A few of my classmates thought he was being rather pessimistic, but I thought it was a healthy, realistic approach. The first step to getting the residency you want is getting the interview, and he said that one one really cares if you're a wonderful person at that point. They want to know if you have the guns to stick it through. They want to know if you can handle a rigorous course load and come out somewhat on top. They want to know if you can be a leader among your peers and work well enough with real doctors that they also think you can handle it. It was also nice to hear this so early in the year, as it will be a constant reminder of why I'm doing what I do every day. I need to do well in biochemistry so I can do well on the USMLE so I can get the residency I want so I can be the type of doctor I want to be, surgical or otherwise.

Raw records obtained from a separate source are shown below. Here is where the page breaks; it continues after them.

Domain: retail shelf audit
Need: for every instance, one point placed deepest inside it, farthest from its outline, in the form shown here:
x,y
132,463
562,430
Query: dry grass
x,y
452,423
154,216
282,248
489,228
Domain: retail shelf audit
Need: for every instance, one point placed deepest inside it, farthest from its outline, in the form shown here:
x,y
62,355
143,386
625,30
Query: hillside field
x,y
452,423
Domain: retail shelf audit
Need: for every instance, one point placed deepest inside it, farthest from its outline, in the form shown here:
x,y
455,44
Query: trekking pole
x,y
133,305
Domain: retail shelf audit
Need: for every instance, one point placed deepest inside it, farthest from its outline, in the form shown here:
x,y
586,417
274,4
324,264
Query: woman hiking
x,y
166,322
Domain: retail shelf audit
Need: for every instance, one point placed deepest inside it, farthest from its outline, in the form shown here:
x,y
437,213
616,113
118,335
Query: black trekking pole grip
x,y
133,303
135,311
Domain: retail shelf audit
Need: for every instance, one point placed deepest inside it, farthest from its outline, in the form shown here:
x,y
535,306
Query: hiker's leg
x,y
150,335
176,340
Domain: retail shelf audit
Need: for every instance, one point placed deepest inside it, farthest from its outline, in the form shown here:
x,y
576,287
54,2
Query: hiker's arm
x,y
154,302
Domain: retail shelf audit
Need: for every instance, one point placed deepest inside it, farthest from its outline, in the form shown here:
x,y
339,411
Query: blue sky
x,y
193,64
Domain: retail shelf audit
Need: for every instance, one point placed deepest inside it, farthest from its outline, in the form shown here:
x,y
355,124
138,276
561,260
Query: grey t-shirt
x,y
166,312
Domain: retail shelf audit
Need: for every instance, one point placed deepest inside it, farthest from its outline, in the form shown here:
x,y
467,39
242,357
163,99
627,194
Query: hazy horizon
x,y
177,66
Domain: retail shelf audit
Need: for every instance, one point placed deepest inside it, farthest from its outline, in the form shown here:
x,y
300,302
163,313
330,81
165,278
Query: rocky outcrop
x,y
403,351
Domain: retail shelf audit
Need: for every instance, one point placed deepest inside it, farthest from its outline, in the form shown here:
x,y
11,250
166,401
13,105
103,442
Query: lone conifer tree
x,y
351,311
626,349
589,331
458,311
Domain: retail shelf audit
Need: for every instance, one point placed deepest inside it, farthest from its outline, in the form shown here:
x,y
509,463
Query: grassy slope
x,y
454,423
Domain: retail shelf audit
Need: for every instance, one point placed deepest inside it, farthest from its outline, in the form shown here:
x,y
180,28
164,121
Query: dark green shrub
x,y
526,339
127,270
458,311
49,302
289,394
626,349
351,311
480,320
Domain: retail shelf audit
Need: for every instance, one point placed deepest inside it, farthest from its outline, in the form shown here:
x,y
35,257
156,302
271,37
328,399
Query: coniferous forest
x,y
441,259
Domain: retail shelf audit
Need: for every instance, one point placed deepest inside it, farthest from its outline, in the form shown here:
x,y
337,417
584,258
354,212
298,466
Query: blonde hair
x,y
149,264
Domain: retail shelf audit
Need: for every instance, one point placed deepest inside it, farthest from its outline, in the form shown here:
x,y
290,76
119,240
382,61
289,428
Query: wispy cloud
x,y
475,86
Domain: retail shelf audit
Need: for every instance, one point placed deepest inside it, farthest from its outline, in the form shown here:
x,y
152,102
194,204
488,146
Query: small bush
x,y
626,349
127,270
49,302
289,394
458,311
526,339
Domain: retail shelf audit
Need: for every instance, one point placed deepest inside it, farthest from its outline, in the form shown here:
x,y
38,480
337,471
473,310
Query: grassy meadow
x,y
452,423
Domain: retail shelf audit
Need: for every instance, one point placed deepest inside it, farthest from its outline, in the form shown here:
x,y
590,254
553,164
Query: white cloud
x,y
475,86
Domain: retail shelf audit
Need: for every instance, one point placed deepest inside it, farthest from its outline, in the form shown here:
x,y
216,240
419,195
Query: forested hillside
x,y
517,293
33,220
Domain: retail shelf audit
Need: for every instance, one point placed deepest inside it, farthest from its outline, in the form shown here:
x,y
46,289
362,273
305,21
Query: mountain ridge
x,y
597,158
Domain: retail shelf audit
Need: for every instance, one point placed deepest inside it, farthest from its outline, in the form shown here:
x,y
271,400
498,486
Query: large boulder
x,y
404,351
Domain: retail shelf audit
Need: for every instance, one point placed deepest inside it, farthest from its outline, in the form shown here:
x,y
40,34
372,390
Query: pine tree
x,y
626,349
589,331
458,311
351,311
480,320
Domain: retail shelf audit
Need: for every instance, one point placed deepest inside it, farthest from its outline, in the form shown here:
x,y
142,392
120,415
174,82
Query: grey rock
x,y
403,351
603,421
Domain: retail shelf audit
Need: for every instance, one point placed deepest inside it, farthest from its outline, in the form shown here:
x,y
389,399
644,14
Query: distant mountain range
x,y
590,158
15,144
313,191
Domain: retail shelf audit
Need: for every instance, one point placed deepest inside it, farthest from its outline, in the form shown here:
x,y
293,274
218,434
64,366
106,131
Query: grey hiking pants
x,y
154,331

Tomorrow is my first anatomy lab. I'm pretty geeked. We had a tour of it yesterday, and it reminded me a lot of the Body Worlds exhibits I've been to, except you get to touch them.

Back to studying!


Monday, August 27, 2012

When did this happen?!

Apparently I'm an adult now. While I did not go to bed on time, I woke up EARLY, packed a healthy and nutritious lunch, got to class EARLY, and have my assignments already done for the week. Thank goodness for my magic calendar!!!!

....I'm going to go right out and say this is the calm before the storm.

But really, things are going well so far. Ironically, I enjoy our biochemistry professor the most, even though it's typically been one of my most dreaded subjects. Maybe third time's the charm? (Or maybe having a professor who actually enjoys TEACHING instead of just doing his own research makes the difference...who would have thunk?)